← Back to context

Comment by simonw

6 days ago

I've never heard of Ghidra before but, in case you're interested, I ran that prompt through OpenAI's o3 and Anthropic's Claude Opus 4 for you just now (both of them the latest/greatest models from those vendors and new as of less than six months ago) - results here: https://chatgpt.com/share/683e3e38-cfd0-8006-9e49-2aa799dac4... and https://claude.ai/share/7a076ca1-0dee-4b32-9c82-8a5fd3beb967

I have no way of evaluating these myself so they might just be garbage slop.

The first one doesn't seem to actually give me the script, so I can't test it.

The second one didn't work for me without some code modification (specifically, the "count code blocks" didn't work), but the results were... not impressive.

It starts by ignoring every function that begins with "FUN_" on the basis that it's "# Skip compiler-generated functions (optional)". Sorry, but those functions aren't compiler-generated functions, they're functions that lack any symbol names, which in ghidra terms, is pretty damn common if you're reverse engineering unsymbolized code.

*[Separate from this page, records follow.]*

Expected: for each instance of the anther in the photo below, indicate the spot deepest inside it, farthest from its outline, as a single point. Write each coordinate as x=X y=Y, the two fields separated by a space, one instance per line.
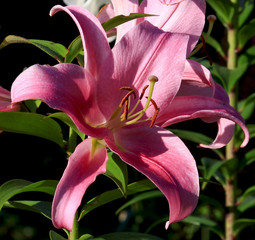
x=153 y=78
x=155 y=113
x=143 y=91
x=132 y=92
x=126 y=110
x=153 y=120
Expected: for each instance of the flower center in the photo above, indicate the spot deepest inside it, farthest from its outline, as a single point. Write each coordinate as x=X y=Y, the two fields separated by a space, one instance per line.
x=124 y=115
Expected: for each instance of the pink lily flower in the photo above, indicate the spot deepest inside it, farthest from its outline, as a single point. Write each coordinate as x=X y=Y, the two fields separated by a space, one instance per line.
x=119 y=99
x=5 y=102
x=179 y=16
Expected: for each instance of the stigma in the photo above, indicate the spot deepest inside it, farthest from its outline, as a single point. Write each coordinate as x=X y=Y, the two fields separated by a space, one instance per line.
x=126 y=115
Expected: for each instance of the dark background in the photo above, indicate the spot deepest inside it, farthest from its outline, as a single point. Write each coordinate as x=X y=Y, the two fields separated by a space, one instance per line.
x=35 y=159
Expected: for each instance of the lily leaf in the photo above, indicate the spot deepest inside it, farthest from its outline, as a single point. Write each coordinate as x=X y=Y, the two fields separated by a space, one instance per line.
x=109 y=196
x=68 y=121
x=229 y=78
x=120 y=19
x=55 y=50
x=246 y=12
x=224 y=10
x=196 y=138
x=249 y=158
x=56 y=236
x=117 y=171
x=248 y=57
x=210 y=167
x=241 y=224
x=216 y=45
x=17 y=186
x=245 y=33
x=41 y=207
x=31 y=124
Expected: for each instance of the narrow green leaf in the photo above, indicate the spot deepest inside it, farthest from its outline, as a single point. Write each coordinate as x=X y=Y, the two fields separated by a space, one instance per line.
x=68 y=121
x=16 y=186
x=109 y=196
x=74 y=49
x=249 y=158
x=41 y=207
x=197 y=138
x=140 y=197
x=120 y=19
x=210 y=167
x=229 y=77
x=55 y=50
x=246 y=12
x=224 y=10
x=247 y=203
x=247 y=58
x=241 y=224
x=205 y=222
x=56 y=236
x=31 y=124
x=33 y=105
x=245 y=34
x=216 y=45
x=117 y=171
x=249 y=191
x=127 y=236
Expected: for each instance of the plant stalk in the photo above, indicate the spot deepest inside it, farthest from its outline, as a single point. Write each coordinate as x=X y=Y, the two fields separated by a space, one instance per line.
x=74 y=234
x=230 y=195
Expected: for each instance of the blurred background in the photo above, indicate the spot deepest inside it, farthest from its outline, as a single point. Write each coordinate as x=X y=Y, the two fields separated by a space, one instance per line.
x=35 y=159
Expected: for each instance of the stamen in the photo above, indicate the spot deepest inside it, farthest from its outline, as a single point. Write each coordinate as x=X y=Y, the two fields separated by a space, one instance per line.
x=153 y=120
x=143 y=91
x=126 y=110
x=126 y=97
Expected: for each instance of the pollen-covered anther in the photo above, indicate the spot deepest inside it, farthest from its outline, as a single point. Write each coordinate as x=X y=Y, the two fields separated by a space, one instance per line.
x=132 y=92
x=153 y=78
x=153 y=120
x=143 y=91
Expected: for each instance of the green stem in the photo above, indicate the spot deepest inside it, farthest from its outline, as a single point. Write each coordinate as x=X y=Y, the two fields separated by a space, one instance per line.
x=72 y=141
x=74 y=234
x=230 y=187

If anything, it's the opposite of what you would want, because the named functions are the ones I've already looked at and thus give less of a guideline for interesting ones to look into next.

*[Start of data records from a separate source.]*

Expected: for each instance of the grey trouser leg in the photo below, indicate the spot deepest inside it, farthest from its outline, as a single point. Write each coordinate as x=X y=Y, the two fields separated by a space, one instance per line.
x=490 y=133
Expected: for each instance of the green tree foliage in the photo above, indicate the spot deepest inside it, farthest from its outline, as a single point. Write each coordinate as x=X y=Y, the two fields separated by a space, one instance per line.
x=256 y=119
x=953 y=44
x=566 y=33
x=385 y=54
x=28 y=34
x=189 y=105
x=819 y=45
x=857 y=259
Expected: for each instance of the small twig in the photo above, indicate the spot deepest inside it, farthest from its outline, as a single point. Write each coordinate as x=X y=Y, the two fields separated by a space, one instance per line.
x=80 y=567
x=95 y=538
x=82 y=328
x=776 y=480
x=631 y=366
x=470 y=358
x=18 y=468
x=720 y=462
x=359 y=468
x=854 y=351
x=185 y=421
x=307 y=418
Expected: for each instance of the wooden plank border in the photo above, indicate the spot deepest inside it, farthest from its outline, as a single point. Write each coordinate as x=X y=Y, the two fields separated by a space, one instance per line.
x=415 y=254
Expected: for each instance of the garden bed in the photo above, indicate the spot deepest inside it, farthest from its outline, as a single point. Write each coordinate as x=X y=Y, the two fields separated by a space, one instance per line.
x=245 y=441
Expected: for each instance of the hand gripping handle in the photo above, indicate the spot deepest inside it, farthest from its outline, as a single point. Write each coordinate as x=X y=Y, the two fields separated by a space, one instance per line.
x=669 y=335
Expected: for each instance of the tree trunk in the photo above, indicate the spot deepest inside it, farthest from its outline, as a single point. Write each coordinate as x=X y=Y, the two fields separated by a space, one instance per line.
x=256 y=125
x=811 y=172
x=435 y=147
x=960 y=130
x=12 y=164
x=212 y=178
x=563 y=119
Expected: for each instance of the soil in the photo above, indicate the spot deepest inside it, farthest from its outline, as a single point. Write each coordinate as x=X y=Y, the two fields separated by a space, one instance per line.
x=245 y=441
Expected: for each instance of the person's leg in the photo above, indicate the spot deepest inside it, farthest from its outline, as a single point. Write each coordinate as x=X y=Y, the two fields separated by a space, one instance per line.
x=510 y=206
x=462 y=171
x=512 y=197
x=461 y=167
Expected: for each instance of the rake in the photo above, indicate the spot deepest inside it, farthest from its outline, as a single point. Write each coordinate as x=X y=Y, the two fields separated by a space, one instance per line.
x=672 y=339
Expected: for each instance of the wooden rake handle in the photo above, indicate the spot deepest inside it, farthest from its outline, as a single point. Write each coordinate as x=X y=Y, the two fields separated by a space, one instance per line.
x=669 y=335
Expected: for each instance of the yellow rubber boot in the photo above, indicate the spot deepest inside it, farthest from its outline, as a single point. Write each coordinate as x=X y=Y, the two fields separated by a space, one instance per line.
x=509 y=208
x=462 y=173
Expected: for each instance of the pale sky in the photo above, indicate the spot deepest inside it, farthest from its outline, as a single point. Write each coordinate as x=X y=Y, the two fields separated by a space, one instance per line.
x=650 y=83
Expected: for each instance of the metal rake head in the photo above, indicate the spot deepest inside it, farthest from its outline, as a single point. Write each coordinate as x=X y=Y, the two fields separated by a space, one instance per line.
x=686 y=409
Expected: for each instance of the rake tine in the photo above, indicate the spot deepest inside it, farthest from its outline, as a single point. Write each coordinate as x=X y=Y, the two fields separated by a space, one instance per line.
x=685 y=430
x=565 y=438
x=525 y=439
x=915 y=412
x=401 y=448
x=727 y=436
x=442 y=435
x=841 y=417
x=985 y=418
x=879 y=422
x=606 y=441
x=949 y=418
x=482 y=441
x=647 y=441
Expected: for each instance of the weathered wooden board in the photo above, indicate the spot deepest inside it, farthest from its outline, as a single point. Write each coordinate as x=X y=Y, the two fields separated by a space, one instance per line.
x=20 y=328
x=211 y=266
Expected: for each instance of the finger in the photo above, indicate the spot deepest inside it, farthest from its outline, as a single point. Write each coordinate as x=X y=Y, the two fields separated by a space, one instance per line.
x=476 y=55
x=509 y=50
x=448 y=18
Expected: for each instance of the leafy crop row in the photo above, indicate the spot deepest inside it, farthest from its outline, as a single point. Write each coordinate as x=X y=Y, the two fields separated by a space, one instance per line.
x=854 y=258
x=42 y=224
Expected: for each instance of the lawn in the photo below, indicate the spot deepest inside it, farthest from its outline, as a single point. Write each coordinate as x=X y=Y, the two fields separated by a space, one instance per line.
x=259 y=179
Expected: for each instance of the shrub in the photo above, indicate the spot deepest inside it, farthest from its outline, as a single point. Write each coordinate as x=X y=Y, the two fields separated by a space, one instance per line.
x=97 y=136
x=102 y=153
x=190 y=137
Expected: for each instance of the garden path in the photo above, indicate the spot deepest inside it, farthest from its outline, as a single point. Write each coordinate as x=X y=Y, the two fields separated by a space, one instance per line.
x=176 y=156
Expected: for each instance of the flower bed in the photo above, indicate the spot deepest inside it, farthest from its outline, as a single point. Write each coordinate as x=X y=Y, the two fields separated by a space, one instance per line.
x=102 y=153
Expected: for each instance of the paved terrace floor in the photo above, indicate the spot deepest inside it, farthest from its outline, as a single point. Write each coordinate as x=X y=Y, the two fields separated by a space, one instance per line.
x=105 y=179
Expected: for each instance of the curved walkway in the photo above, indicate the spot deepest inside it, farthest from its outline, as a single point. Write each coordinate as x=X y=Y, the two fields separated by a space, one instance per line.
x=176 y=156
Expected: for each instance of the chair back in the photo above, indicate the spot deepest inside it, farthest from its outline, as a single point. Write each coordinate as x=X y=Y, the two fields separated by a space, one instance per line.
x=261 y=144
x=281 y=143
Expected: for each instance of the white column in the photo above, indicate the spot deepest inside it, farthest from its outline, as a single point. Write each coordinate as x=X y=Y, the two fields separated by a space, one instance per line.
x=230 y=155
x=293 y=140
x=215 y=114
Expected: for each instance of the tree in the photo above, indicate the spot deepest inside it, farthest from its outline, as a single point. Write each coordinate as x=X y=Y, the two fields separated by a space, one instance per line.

Looking at the results at a project I had open, it's supposed to be skipping external functions, but virtually all the top xrefs are external functions.

Finally, as a "moderately complex" script... it's not a good example. The only thing that approaches that complexity is trying to count basic blocks in a function--something that actually engages with the code model of Ghidra--but that part is broken, and I don't know Ghidra well enough to fix it. Something that would be more along the lines of "moderately complex" to me would be (to use a use case I actually have right now) for example turning the constant into a reference to that offset in the assumed data segment. Or finding all the switch statements that ghidra failed to decompile!